En outre, si l’on veut faire partie volontairement d’un organisme, on doit savoir et comprendre de quoi l’on est membre et à quoi on participe. Cela suppose qu’au moment de joindre la coopérative, la personne a été adéquatement informée sur les valeurs et les principes de la coopération aussi bien que sur la coopérative elle-même. L’information doit être disponible de façon continue dans la coopérative et elle doit se doubler d’un processus soutenu d’éducation à la coopération.

Ce droit à l’information et à l’éducation va de pair avec les responsabilités que l’on doit accepter de prendre, dont il est aussi question dans le premier principe. L’une de ces responsabilités est de participer aux décisions concernant la coopérative, notamment en votant lors des assemblées générales. Or, comment pourrait-on voter de façon éclairée si l’on n’est pas bien informé? Et comment accepter sa part de tâches – une autre responsabilité – si l’on n’a pas saisi l’esprit de la coopération?

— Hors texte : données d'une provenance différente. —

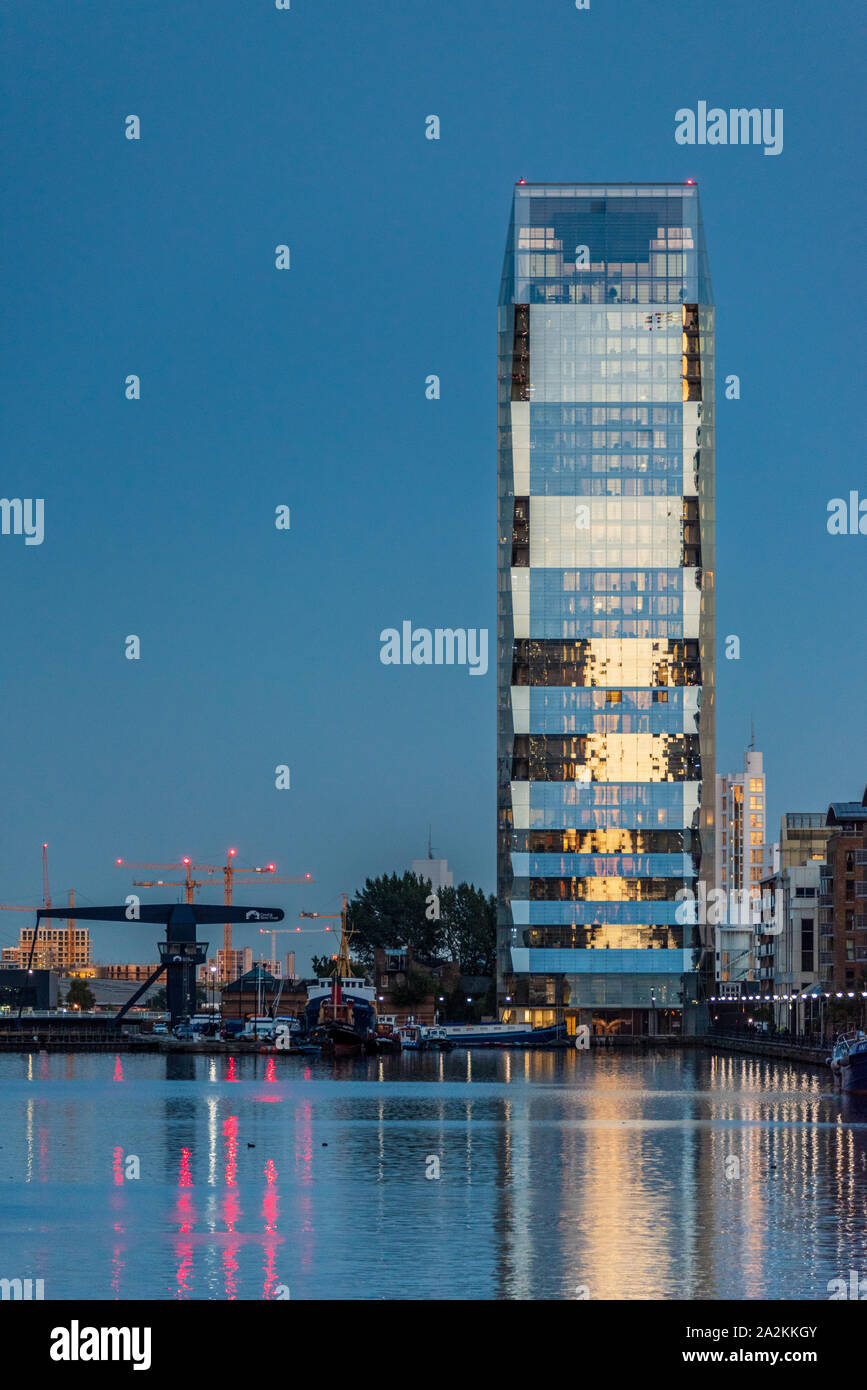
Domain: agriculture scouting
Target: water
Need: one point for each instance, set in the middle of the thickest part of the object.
(666, 1176)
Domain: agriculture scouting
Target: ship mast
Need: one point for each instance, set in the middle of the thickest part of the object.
(343, 968)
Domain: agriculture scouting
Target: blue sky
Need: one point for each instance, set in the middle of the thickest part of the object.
(306, 388)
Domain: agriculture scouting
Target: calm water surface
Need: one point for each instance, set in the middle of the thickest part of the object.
(660, 1176)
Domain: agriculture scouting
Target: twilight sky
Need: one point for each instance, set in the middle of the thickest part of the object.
(306, 388)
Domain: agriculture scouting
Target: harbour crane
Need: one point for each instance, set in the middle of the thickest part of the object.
(179, 952)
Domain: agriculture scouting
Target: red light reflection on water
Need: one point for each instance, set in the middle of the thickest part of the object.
(303, 1164)
(229, 1129)
(270, 1211)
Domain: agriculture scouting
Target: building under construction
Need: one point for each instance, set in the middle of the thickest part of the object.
(57, 948)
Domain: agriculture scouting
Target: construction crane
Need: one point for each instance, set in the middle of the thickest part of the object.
(10, 906)
(189, 883)
(292, 931)
(342, 958)
(228, 872)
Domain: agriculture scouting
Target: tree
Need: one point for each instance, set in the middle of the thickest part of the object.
(81, 994)
(391, 912)
(468, 927)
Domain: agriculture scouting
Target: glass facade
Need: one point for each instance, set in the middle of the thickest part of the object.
(606, 603)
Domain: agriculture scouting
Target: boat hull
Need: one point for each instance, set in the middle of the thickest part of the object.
(851, 1070)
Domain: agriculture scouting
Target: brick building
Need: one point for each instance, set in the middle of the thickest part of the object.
(842, 901)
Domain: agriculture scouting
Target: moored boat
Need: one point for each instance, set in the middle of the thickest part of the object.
(849, 1061)
(341, 1012)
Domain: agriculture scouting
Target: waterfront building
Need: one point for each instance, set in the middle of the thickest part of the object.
(605, 605)
(788, 947)
(124, 970)
(28, 990)
(742, 859)
(842, 901)
(57, 948)
(232, 963)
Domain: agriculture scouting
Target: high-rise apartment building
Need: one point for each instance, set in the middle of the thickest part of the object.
(606, 602)
(842, 904)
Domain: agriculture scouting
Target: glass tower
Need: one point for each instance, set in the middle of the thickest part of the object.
(605, 605)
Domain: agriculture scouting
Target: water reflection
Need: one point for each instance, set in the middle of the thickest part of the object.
(664, 1176)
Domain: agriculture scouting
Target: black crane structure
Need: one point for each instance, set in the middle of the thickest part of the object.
(181, 951)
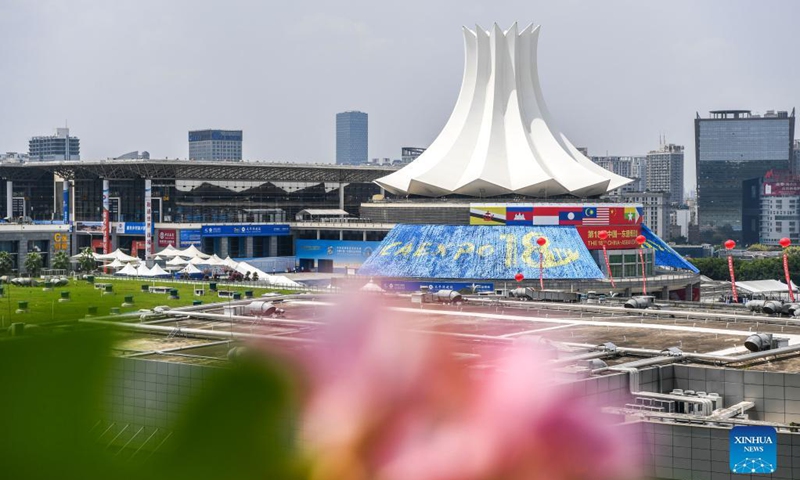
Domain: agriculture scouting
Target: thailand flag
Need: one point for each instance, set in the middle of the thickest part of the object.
(595, 216)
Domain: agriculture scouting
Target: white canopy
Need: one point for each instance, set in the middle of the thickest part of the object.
(198, 260)
(116, 255)
(500, 138)
(168, 252)
(192, 252)
(177, 261)
(157, 271)
(280, 280)
(143, 271)
(117, 264)
(128, 269)
(371, 287)
(190, 269)
(215, 261)
(230, 263)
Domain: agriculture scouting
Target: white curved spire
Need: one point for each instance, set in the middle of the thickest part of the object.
(500, 137)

Voilà pour « l’adhésion volontaire ». Pour ce qui est de « l’adhésion ouverte à tous sans discrimination… », c’est assez explicite, mais il ne faudrait pas voir dans ce « sans discrimination » un empêchement pour une coopérative à cibler une clientèle spécifique de personnes pour répondre à leurs besoins. Par exemple, certaines coopératives d’habitation au sein du réseau de la CQCH ont été fondées expressément pour accueillir des mères célibataires, des personnes retraités, ou encore des immigrants de telle ou telle origine. On peut favoriser une clientèle spécifique dans un but philanthropique. Cela constitue une forme de discrimination, mais une discrimination positive, telle que définie par la Commission des droits de la personne.

Il ne faut pas voir non plus, dans « l’adhésion ouverte à tous », un empêchement pour une coopérative de choisir des membres en fonction de besoins spécifiques à un moment précis. Par exemple, une compétence en comptabilité, ou encore des aptitudes pour le travail manuel pourraient devenir des critères (parmi tous les autres) pour combler une carence au sein du conseil d’administration ou du côté de l’entretien. Si elle veut éviter de toujours faire appel à des services de l’extérieur, une coopérative doit pouvoir compter sur un groupe polyvalent.

En général, le principe de l’adhésion volontaire et ouverte à tous ne pose pas de problèmes dans les coopératives du réseau. Les cas difficiles se présentent surtout quand le groupe fondateur n’est plus là et que la relève ignore, par exemple, quelle vocation la coopérative s’est donnée au départ. Encore une question d’éducation et d’information!